La tension monte d’un cran pour les chaînes de télévision concernant la future réforme audiovisuelle
Les chaînes de télévision estiment que l’allègement de la réglementation en matière de publicité envisagée par le Gouvernement ne leur rapportera pas grand chose.
Si les plateformes de SVOD comme Netflix ne sont pas vraiment emballées par le projet de loi audiovisuelle, les chaînes de télévision non plus. Notamment au niveau de la réglementation en matière de publicité, qui fait l’objet d’une nouvelle mouture de projets de décrets.
La publicité, le noeud du problème
Plusieurs chaînes privées ont pu faire valoir leurs arguments vendredi dernier lors d’un déjeuner avec Franck Riester, ministre de la Culture. Leur problème se pose concrètement ainsi : les allègements de réglementation proposés sont étouffés par trop de conditions à respecter. Un patron de chaîne relayé par les Echos ne cache pas sa déception : “Alors que la concurrence des plates-formes se fait de plus en plus intense, on avait quelques espoirs que les décrets prennent en compte nos demandes. Or, il n’y aucune amélioration, voire des reculs“.
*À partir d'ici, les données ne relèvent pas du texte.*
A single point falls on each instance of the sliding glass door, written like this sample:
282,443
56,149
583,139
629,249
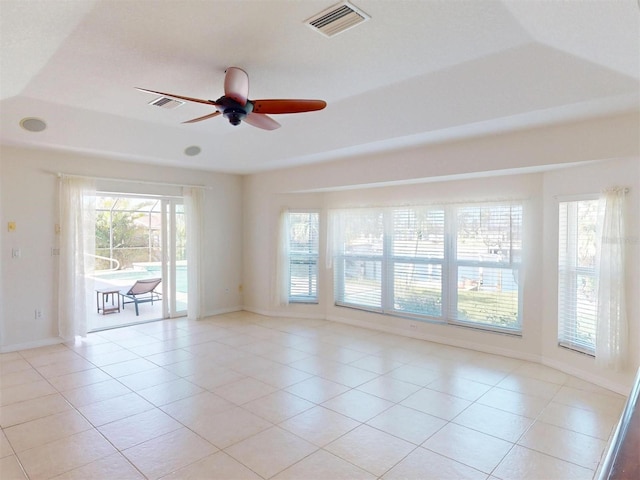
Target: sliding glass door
175,254
138,238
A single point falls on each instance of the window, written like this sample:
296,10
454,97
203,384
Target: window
458,264
416,260
487,260
577,279
303,256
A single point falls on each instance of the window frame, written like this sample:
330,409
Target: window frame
567,290
448,264
311,259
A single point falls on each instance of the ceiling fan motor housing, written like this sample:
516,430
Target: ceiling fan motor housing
234,111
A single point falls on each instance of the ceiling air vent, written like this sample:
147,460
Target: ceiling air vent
337,19
165,102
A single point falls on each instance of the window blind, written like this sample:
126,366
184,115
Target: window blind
303,256
416,259
457,263
358,263
577,278
487,261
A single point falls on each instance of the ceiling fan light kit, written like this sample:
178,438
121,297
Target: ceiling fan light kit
235,105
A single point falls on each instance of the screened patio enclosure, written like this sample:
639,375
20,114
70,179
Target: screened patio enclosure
137,238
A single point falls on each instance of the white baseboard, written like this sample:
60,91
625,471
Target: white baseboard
599,380
505,352
45,342
587,376
222,311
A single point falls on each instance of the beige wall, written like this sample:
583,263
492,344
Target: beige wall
535,166
28,196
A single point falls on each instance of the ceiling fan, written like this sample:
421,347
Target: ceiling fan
235,105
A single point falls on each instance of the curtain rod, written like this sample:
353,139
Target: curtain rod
142,182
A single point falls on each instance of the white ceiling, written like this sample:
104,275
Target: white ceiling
417,72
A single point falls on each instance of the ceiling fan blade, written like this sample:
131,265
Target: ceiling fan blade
236,85
205,117
287,106
180,97
261,121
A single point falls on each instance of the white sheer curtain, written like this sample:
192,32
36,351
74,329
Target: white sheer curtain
77,247
611,329
283,265
194,211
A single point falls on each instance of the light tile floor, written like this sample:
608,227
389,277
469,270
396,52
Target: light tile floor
243,396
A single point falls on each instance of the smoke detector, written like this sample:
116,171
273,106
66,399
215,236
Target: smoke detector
337,19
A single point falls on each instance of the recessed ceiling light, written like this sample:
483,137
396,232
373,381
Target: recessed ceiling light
33,124
192,151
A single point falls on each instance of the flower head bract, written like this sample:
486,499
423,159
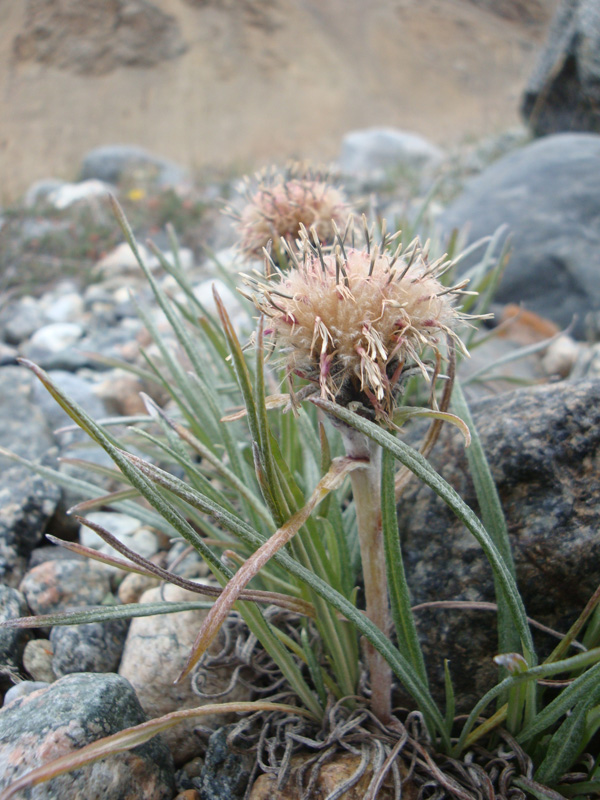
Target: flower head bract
282,203
356,321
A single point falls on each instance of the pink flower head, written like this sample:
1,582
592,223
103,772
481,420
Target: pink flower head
354,321
281,204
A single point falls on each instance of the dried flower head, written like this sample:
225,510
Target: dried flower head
354,322
282,203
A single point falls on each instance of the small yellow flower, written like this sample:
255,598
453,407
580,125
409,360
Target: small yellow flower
355,321
136,194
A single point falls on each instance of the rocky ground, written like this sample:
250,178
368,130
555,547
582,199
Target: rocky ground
70,294
69,304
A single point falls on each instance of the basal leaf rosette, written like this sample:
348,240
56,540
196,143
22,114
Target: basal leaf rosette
282,203
355,322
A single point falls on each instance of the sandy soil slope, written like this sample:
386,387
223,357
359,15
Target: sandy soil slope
229,84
L’un des points concerné est celui de la publicité segmentée. Cette publicité qui est personnalisée en fonction de l’individu et peut être géolocalisée, a été limitée à deux minutes par heure en moyenne. De plus, dans le cas d’une géolocalisation, il est interdit d’afficher l’adresse physique des commerces faisant leur pub. Sans compter un règlement européen sur les données personnelles à respecter.
La CNIL projette en effet de proposer que le consentement du téléspectateur soit requis pour qu’il soit exposé à de ce type de publicité, pour chaque chaîne. Antoine Ganne, délégué en charge des affaires publiques du Syndicat National de la Publicité Télévisée (SNPTV), s’inquiète “Qu’est-ce que cela va donner pour un abonné avec 200 chaînes !”. Et l’inquiétude est justifiée d’après un spécialiste dans une chaîne de télévision : “Si la recommandation de la CNIL n’est pas modifiée, c’est une grande partie des revenus potentiels de la publicité segmentée qui s’envole en fumée […] D’autant que les GAFA, eux, n’ont pas autant de contraintes”.
De même, si le projet de loi veut permettre la diffusion de publicité sur le cinéma, ce qui est aujourd’hui interdit, la solution proposée ne convient pas vraiment aux chaînes. En effet, pour diffuser ce type de publicités, pas possible de se concentrer sur les gros films blockbusters : 50% de films européens à petit budget (jusqu’à 5 millions d’euros) doivent être promus également. Et ces films ne sont pas les plus intéressés par des publicités à la télévision, et n’ont pas forcément de gros moyens à mettre dans la diffusion d’une bande-annonce.
En soi, les professionnels estiment ne tirer que quelques millions de revenus supplémentaires de ces mesures. Et le SNPTV indique que les régies pourraient très bien se contenter de ne prendre que des gros films, payant plus cher, et se concentrer sur les très petites productions afin de remplir le quota, sans considérer les oeuvres avec un budget moyen.
Le projet sera examiné en avril prochain par les députés et, le Gouvernement mis à part, très peu d’acteurs concernés semble être convaincus par le projet. Netflix estime que la note est trop salée et les chaînes de télévisions estiment que les mesures pouvant les avantager sont entravées d’obligations pesantes. En fin d’année dernière, M6, Canal+, TF1 et Altice s’étaient même exprimés ensemble pour critique le projet. Affaire à suivre.